How I Learned to Balance Love, Work, Family Friends...and Cancer at 23

by Erin Zammett

Pub Date: May 9th, 2005
ISBN: 1-58567-643-8
Publisher: Overlook

Cancer chronicle from a young Glamour editor that manages to be loutish and unlovely.

The unspeakable happened to Zammett, an attractive 23-year-old with a fashionable magazine job in New York City, a strong Irish family on Long Island and a oving boyfriend. After a routine medical checkup, she was diagnosed with chronic myelogenous leukemia (CML). This mysterious cancer is neither hereditary nor caused by environmental factors; Zammett’s oncologist likened contracting CML to being hit by lightning. The only known cure, her doctor explained, was a bone marrow transplant that required a genetically matched donor, had a 15 percent mortality rate and rendered survivors infertile. On the other hand, there was the miraculous, newly FDA-approved experimental drug Gleevec, which killed the cancer cells and left the others intact, though it did not cure the disease.
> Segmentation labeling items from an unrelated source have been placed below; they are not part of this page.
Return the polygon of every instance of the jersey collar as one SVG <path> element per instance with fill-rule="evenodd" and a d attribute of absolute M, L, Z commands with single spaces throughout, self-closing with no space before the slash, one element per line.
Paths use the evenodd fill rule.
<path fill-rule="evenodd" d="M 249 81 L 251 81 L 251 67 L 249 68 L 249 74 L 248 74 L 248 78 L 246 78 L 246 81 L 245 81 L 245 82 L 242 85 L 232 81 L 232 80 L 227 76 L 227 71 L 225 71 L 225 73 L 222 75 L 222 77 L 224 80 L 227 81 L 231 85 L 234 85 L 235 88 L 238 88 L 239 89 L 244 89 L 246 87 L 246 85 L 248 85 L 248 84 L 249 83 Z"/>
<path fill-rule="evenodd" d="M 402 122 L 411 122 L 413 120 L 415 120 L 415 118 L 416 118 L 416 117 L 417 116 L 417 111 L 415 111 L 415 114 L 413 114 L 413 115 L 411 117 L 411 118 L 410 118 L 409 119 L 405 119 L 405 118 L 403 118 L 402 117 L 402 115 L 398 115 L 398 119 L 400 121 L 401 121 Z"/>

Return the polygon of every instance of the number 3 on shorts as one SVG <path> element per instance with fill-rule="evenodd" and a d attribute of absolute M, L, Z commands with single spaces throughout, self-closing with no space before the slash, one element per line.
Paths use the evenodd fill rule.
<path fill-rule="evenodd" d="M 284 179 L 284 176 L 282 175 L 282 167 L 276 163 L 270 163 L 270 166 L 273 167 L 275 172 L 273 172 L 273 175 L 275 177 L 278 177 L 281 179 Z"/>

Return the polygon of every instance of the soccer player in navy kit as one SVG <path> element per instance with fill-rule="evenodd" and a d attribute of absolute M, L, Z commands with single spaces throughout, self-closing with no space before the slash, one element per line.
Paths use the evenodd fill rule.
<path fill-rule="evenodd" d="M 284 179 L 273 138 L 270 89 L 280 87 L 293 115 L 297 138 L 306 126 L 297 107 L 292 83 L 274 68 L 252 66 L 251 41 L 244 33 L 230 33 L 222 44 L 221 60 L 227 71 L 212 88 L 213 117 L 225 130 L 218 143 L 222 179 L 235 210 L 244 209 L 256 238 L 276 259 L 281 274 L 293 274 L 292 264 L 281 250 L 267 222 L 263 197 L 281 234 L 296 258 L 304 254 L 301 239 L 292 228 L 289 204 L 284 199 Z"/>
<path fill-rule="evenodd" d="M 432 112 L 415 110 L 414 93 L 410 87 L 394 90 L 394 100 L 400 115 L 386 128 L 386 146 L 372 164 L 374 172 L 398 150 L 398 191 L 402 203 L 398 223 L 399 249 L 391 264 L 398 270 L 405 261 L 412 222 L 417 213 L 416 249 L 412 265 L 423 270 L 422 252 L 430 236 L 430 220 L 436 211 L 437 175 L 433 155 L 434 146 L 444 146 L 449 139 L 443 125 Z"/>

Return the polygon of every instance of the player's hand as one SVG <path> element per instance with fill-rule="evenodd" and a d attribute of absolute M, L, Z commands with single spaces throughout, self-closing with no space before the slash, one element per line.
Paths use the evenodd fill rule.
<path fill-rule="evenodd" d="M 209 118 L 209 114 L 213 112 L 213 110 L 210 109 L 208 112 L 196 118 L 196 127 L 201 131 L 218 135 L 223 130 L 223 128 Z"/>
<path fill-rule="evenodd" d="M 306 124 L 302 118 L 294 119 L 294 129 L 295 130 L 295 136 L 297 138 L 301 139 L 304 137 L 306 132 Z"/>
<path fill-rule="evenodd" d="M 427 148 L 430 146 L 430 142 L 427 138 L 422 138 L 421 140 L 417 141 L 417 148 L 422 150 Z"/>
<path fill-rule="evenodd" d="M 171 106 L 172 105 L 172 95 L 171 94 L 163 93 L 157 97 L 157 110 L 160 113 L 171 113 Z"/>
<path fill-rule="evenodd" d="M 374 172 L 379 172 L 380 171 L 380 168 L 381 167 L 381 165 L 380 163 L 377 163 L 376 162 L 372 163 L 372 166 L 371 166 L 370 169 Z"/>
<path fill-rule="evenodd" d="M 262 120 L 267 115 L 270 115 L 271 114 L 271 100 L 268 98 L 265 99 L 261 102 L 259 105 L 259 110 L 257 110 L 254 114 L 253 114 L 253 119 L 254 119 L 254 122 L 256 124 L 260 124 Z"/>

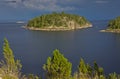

The author and her parents embarked for the Oregon Health and Sciences University in Portland, where the drug trial took place. They were accompanied by a photo crew, because Zammett was writing a cancer diary for her magazine. “A Glamour staffer shares her battle to live,” regrettably, suggests this book’s overall level of insight and profundity. Certainly we’re relieved to read that within a year Zammett’s cancer was in deep remission. But despite the narrative’s inherent drama and suspense, it’s hard to get around the trashy colloquialisms of this University of Tennessee party girl. Each paragraph, it seems, has its own equivalent of the egregiously lazy (“I had pretty much learned to suck up the suckiness of the shots”), while vulgarisms from “fuck,” to “butt crack” abound. Of the many grossly superficial statements made in her affluent, competitive family, perhaps the most offensive is: “With cancer treatment . . . it’s all about who you know.” It’s no surprise that when her sister is diagnosed with Hodgkin’s lymphoma, they invoke the “healing power of shopping” and splurge on $300 Chanel sunglasses.

Sustaining an appropriate sympathy for this character is, sadly, not easy.